Tumors of mixed histology with urothelial elements generally have a poorer prognosis but should be treated like pure urothelial carcinoma. Tumors with a
small cell or neuroendocrine component are treated with neoadj chemo f/b RC or RT. Tx of SCC or adenocarcinoma uses chemo specific to the lesion’s
histology.

Question 56

What are the toxicities associated with RT for organ preservation?

Answer 56

Short-term complications: transient urinary frequency/urgency, dysuria, hematuria, bladder spasms, diarrhea, RT dermatitis, fatigue
Relatively common long-term complications: chronic urinary frequency/urgency, erectile dysfunction, diarrhea
Uncommon long-term complications: chronic hematuria (especially in pts on blood thinners), dysuria, urgency, bowel obstructions or fistulas, pelvic insufficiency fractures, 2nd cancers

Question 57

What is the impact of bladder preservation approaches on QOL for pts with bladder cancer?

Answer 57

QOL for pts after bladder preservation therapy is good.

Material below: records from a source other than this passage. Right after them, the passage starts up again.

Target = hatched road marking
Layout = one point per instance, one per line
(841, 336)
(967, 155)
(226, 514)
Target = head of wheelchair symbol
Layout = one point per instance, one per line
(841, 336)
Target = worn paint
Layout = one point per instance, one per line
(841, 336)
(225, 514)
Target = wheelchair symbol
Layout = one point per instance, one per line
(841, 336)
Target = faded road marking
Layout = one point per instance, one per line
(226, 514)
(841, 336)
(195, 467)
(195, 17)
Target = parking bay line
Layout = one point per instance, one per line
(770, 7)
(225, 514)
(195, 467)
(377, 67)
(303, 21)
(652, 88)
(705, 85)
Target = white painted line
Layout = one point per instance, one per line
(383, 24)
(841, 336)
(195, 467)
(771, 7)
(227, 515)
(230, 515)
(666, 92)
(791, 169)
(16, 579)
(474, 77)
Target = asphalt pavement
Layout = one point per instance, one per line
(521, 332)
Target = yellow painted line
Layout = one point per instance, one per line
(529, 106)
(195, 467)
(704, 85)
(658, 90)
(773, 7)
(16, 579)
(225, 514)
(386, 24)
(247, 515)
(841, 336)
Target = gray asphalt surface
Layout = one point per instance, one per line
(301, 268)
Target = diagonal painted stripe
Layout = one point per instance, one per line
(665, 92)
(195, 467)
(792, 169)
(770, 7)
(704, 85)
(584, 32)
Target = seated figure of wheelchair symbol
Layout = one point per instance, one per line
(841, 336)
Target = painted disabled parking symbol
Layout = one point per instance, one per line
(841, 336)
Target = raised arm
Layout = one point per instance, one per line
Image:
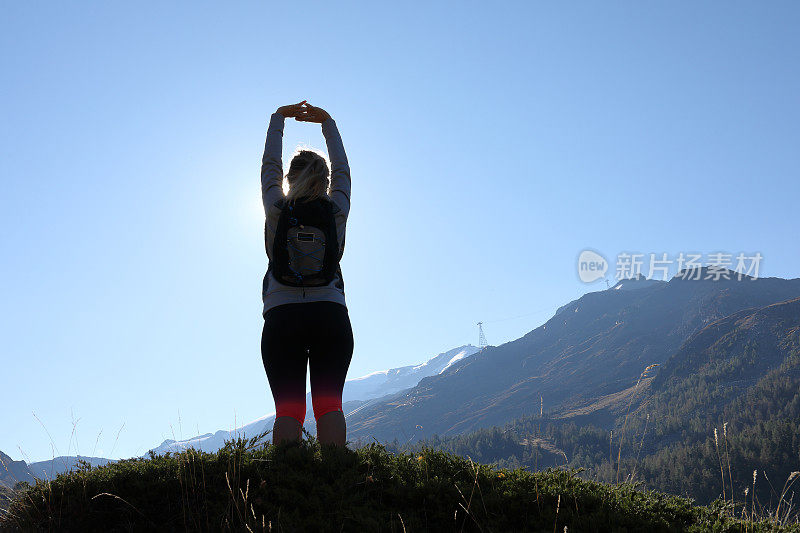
(271, 163)
(340, 169)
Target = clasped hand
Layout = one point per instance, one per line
(309, 113)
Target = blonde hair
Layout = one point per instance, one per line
(308, 176)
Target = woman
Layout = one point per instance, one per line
(305, 325)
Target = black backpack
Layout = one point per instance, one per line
(305, 251)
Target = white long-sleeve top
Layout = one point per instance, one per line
(274, 293)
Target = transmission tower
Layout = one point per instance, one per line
(481, 337)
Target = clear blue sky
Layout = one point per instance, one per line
(489, 144)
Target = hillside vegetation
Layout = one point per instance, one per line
(739, 377)
(305, 487)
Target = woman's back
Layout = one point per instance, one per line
(275, 293)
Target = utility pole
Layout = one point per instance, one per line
(481, 337)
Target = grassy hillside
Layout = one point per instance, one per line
(305, 487)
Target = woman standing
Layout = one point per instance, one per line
(305, 325)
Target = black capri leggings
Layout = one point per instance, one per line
(313, 334)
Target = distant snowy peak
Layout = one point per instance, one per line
(380, 383)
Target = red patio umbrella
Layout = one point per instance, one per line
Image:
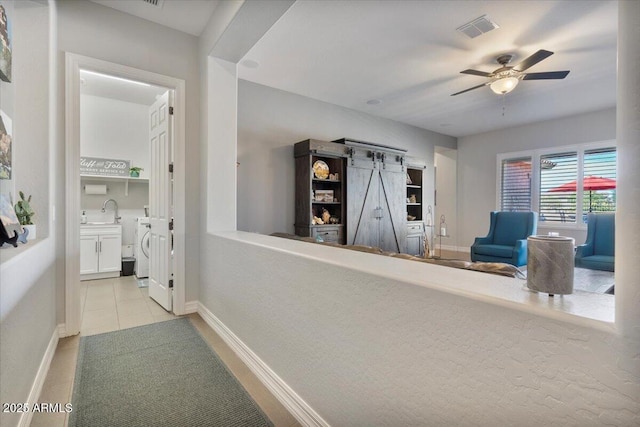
(590, 183)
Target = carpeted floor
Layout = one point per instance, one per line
(162, 374)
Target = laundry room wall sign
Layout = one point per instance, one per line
(104, 167)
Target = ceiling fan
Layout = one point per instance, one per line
(504, 79)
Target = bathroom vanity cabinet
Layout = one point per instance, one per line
(100, 251)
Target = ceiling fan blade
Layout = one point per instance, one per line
(533, 60)
(477, 73)
(467, 90)
(549, 75)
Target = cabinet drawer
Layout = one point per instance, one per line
(415, 228)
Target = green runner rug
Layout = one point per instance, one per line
(162, 374)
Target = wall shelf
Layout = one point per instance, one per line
(124, 179)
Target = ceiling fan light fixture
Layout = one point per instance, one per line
(504, 85)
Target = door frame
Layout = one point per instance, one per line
(74, 63)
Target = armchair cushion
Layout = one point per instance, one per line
(598, 252)
(507, 238)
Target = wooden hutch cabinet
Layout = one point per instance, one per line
(415, 208)
(320, 190)
(357, 193)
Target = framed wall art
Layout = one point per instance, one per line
(5, 45)
(5, 146)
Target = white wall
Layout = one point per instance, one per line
(270, 121)
(100, 32)
(365, 350)
(477, 157)
(115, 129)
(27, 273)
(446, 198)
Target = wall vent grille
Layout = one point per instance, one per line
(156, 3)
(477, 27)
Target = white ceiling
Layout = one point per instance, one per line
(409, 55)
(98, 85)
(188, 16)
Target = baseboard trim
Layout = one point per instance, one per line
(190, 307)
(285, 394)
(41, 376)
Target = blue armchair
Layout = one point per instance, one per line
(598, 252)
(507, 238)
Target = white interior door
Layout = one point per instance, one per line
(160, 209)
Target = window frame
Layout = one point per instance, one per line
(535, 155)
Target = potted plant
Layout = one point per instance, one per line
(134, 171)
(24, 212)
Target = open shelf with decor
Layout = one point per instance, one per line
(320, 190)
(415, 215)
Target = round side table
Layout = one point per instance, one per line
(550, 263)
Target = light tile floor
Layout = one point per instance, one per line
(112, 304)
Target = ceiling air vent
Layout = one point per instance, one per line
(477, 27)
(156, 3)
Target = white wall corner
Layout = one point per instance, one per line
(41, 376)
(222, 110)
(285, 394)
(191, 307)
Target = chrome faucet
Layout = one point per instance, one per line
(116, 218)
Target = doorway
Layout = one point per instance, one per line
(74, 65)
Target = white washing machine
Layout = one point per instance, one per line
(141, 249)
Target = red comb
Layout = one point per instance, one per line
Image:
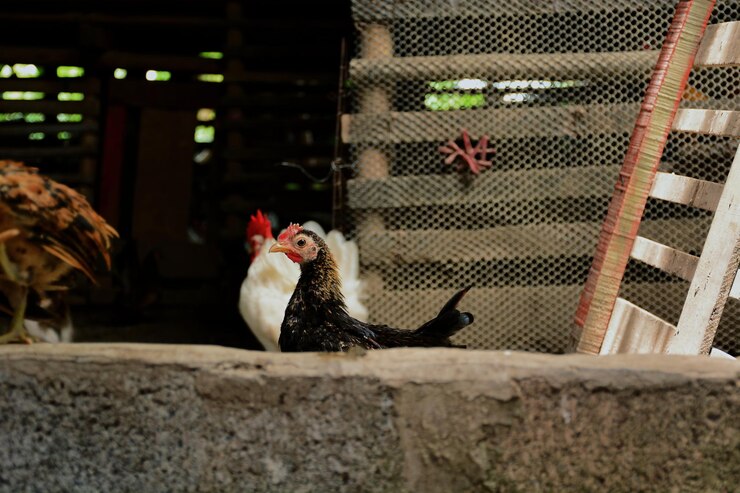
(289, 232)
(259, 225)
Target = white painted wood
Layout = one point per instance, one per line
(714, 122)
(718, 353)
(720, 46)
(714, 274)
(735, 289)
(634, 330)
(685, 190)
(663, 257)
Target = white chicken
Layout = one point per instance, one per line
(271, 280)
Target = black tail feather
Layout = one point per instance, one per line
(452, 303)
(448, 321)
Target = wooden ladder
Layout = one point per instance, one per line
(606, 323)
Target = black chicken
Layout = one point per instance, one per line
(316, 318)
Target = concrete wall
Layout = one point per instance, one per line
(150, 418)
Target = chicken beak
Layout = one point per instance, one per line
(279, 247)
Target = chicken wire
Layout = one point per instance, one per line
(557, 87)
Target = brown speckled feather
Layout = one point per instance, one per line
(56, 224)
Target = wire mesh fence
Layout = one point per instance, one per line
(556, 87)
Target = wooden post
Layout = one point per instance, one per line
(714, 274)
(377, 42)
(638, 172)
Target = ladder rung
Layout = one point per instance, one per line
(720, 46)
(635, 330)
(735, 289)
(685, 190)
(715, 122)
(663, 257)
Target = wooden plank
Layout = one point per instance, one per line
(647, 142)
(504, 65)
(87, 106)
(115, 59)
(502, 313)
(84, 85)
(409, 191)
(735, 289)
(26, 128)
(714, 275)
(518, 9)
(685, 190)
(714, 122)
(40, 55)
(547, 323)
(634, 330)
(163, 177)
(46, 152)
(670, 260)
(720, 46)
(393, 247)
(510, 123)
(505, 242)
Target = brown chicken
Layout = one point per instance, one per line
(316, 317)
(46, 231)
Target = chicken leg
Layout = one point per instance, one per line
(17, 331)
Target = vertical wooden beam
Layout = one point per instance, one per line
(714, 274)
(638, 171)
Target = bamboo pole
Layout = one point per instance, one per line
(640, 165)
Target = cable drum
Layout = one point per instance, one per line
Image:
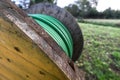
(66, 19)
(56, 30)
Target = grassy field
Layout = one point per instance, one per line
(101, 55)
(104, 22)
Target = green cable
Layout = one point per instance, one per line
(56, 30)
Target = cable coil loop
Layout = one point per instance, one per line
(56, 30)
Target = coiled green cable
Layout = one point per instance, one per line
(56, 30)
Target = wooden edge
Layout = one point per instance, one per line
(41, 38)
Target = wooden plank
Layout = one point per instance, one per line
(28, 52)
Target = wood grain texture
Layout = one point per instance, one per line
(27, 52)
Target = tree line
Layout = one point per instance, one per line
(80, 9)
(87, 9)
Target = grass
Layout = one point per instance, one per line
(104, 22)
(101, 55)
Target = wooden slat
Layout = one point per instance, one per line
(27, 52)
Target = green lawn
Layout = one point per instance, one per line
(101, 55)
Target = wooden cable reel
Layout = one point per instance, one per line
(67, 19)
(27, 52)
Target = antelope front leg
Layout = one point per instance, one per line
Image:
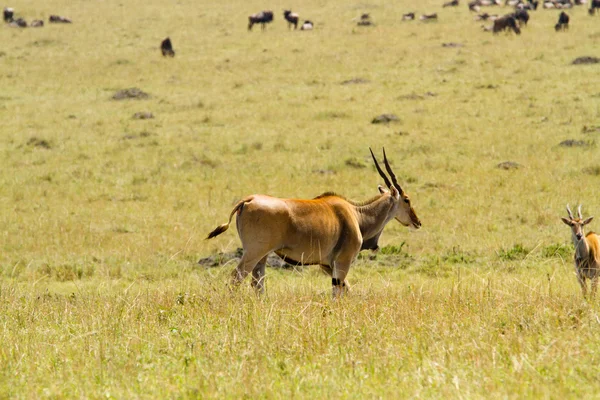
(581, 280)
(258, 276)
(338, 279)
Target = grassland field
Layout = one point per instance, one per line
(103, 216)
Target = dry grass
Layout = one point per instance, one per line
(104, 215)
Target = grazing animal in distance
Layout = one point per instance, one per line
(563, 22)
(506, 22)
(522, 16)
(486, 16)
(291, 18)
(18, 23)
(57, 19)
(365, 20)
(328, 230)
(9, 13)
(263, 18)
(587, 251)
(428, 17)
(307, 26)
(166, 47)
(453, 3)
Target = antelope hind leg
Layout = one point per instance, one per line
(329, 271)
(246, 264)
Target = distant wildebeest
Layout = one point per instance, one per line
(8, 14)
(453, 3)
(428, 17)
(307, 26)
(587, 251)
(166, 47)
(506, 22)
(57, 19)
(522, 16)
(474, 6)
(18, 23)
(486, 16)
(328, 230)
(263, 17)
(563, 22)
(365, 20)
(291, 18)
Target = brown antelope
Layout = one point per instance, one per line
(587, 251)
(328, 230)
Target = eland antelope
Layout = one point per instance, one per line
(587, 251)
(328, 230)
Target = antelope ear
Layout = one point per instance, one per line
(566, 221)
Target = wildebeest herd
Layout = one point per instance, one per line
(511, 22)
(20, 22)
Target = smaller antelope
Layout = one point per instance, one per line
(587, 251)
(291, 18)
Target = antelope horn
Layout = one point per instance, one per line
(570, 213)
(385, 178)
(392, 175)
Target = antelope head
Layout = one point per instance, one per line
(576, 224)
(402, 210)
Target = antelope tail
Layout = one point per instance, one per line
(222, 228)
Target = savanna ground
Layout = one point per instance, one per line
(103, 217)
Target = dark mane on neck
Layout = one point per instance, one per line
(354, 203)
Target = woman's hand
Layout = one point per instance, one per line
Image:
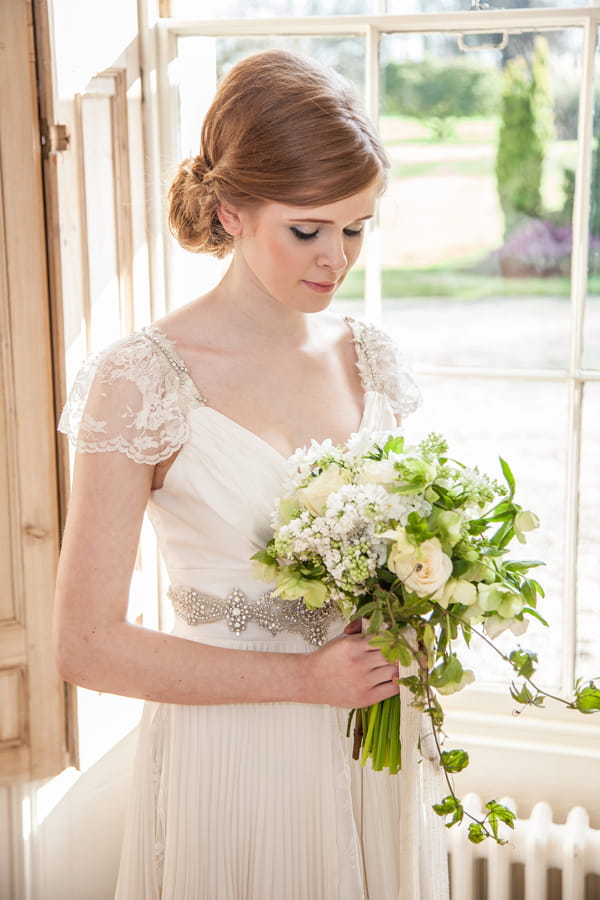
(349, 672)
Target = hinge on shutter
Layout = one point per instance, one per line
(54, 138)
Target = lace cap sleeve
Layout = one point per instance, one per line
(133, 397)
(383, 369)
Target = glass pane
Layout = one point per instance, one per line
(437, 6)
(200, 63)
(591, 345)
(464, 237)
(588, 565)
(101, 218)
(525, 422)
(247, 9)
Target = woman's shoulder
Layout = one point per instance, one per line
(134, 396)
(383, 367)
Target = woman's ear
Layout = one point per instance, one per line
(230, 220)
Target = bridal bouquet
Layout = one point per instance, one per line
(415, 544)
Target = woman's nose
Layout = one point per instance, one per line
(333, 256)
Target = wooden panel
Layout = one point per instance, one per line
(13, 707)
(33, 722)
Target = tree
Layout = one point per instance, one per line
(527, 125)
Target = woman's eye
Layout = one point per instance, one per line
(304, 235)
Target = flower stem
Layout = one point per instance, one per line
(373, 716)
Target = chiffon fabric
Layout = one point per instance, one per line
(251, 801)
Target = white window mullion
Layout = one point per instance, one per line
(373, 246)
(579, 278)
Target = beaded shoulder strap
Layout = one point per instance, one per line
(168, 349)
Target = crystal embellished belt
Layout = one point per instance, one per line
(269, 611)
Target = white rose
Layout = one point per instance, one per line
(377, 471)
(424, 569)
(314, 495)
(525, 521)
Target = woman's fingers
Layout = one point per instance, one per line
(349, 672)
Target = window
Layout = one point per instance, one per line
(495, 292)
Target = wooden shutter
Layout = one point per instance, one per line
(32, 699)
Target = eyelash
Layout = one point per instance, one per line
(303, 236)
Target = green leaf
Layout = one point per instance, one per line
(523, 662)
(502, 813)
(587, 699)
(454, 760)
(393, 445)
(450, 806)
(535, 614)
(476, 833)
(508, 475)
(521, 695)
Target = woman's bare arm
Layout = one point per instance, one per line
(97, 647)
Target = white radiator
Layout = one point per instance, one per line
(542, 861)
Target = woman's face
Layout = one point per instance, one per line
(299, 256)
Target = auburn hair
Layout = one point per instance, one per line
(282, 129)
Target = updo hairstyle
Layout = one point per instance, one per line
(282, 129)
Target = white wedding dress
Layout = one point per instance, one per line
(250, 801)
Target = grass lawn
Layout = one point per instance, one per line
(446, 282)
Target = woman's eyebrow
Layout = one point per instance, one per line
(329, 221)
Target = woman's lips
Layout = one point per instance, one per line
(321, 287)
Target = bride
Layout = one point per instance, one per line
(244, 788)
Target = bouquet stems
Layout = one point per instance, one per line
(377, 735)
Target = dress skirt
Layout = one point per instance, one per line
(263, 802)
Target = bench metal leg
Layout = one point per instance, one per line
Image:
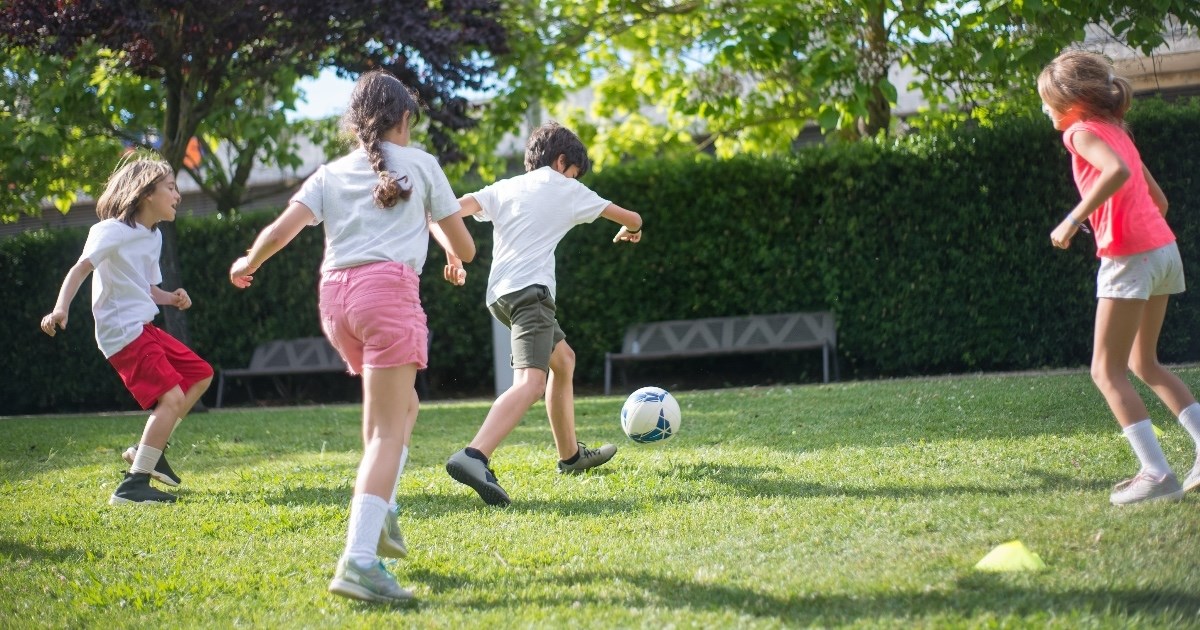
(825, 360)
(607, 375)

Urodynamic studies and pt-reported outcome studies found that 78% of pts retained normal bladder function; bowel Sx were reported by 22% and 50% reported normal erectile function (Zietman ZS et al., J Urol 2003). A recent QOL study compared MIBC pts receiving cystectomy vs. organ preservation trimodality
therapy. At 5.6-yr median follow-up, multivariate analysis showed that the organ preservation group a better general QOL as well as better bowel function, fewer bowel Sx, and better sexual function compared to the
cystectomy group; urinary Sx scores were similar. (Mak KS et al., IJROBP 2016)

Question 58

How many pts require cystectomy for palliation of Tx-related toxicities following bladder preservation?

Answer 58

Cystectomies performed for palliation of bladder preservation–related toxicities are very uncommon (0%–2%). (Rodel C et al., JCO 2002; Shipley WU et al., J Urol 2002)

Question 59

What is the recommended f/u for pts with MIBC treated with bladder preservation?

Answer 59

Urine cytology, cystoscopy + Bx, imaging of the upper urinary tracts, abdomen, pelvis q3–6 mos for the 1st 2 yrs, and then at increasing intervals.
LFTs, BMP, and chest imaging performed q6–12 mos.